The March 25th edition of the Chuckanut Radio Hour will have a real Western theme. Our guest authors, Mark Spragg and Laura Bell, hale from Wyoming and their books are strong evocations of the Western landscape. Ron Hardesty will bring his own style of music with a distinctive Western flavor and we'll have Cowboy Poetry in the Poet's Corner. The show, which will take place in the Leopold's Crystal Ballroom, begins with music at 6:30 and taping at 7pm (we ask that everyone be seated by 6:45). Tickets are $5 and are available at the store and online at Brown Paper Tickets. Buy either book at Village Books (in -store purchases only) prior to the event, and receive a free ticket to the show. We hope to see you as we begin another fun season of the Chuckanut Radio Hour.

Bone Fire by Mark Spragg

What the cast of Spragg’s characters have to contend with on a daily basis in their tiny Wyoming town is bracing enough, involving car accidents, runaway children, strokes and Lou Gehrig’s disease, not to mention the motorcycle rallies and rodeos that flood the tiny local jail. But as their lives become even more strained, hardship foments exceptional compassion and generosity, and those caught in their own sorrow alleviate the same in others, changing themselves as they do so. In this gripping story, along with harsh truths and difficult consolation come moments of hilarity and surprise and beauty. No one writes more compellingly about the modern West than Mark Spragg, and in Bone Fire he is at the very height of his powers.

Mark Spragg is the author of Where Rivers Change Direction, a memoir that won the Mountains & Plains Booksellers Award, and the novels The Fruit of Stone and An Unfinished Life, which was chosen by the Rocky Mountain News as the Best Book of 2004. All three were top-ten Book Sense selections and have been translated into fifteen languages. He lives with his wife, Virginia, in Wyoming.

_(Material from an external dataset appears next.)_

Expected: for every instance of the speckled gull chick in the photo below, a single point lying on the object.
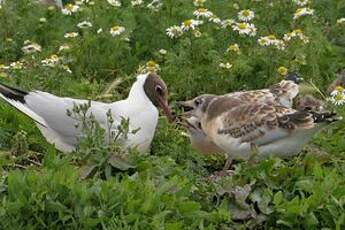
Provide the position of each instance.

Claiming Ground by Laura Bell
“In a sheep wagon, called an ark, parked under cottonwoods along a creek in Wyoming, Laura Bell began the life she came west to find. Decades later, after seasons spent with sheep, cows, horses, and dogs, after a failed marriage, death, and grief, she now works to protect the place of her heart as a conservationist.  Love, she says, never seems to be enough until we decide that it is.  This is a wonderfully written, refreshing story.”—William Kittredge

“First, it is the language you notice: phrases, whole passages composed with the musical authority of psalms.  Then it is the evocation of place, Wyoming rising from these pages as actual as a wild perfume.  But, start to finish, it is her honesty that keeps you up in the night, wondering at the frailty of what it means to be human and glad and brave and, at times, broken. Laura Bell’s Claiming Ground is the finest memoir I’ve read.”—Mark Spragg

Laura Bell’s work has been published in several collections, and from the Wyoming Arts Council she has received two literature fellowships as well as the Neltje Blanchan Memorial Award and the Frank Nelson Doubleday Memorial Award. She lives in Cody, and since 2000 has worked there for the Nature Conservancy.

03 / 26
Start: 7:00 pm

Cottonwood and the River of Time looks at how scientists have unraveled the puzzles of the natural world. With a lifetime of work in forestry and genetics to guide him, Reinhard Stettler celebrates both what has been learned and what still remains a mystery as he examines not only cottonwoods but also trees more generally, their evolution, and their relationship to society. By offering lessons in how nature works, as well as how science can help us understand it, he illuminates connections between the physical, biological, and social worlds. Reinhard Stettler is professor emeritus of forestry at UW.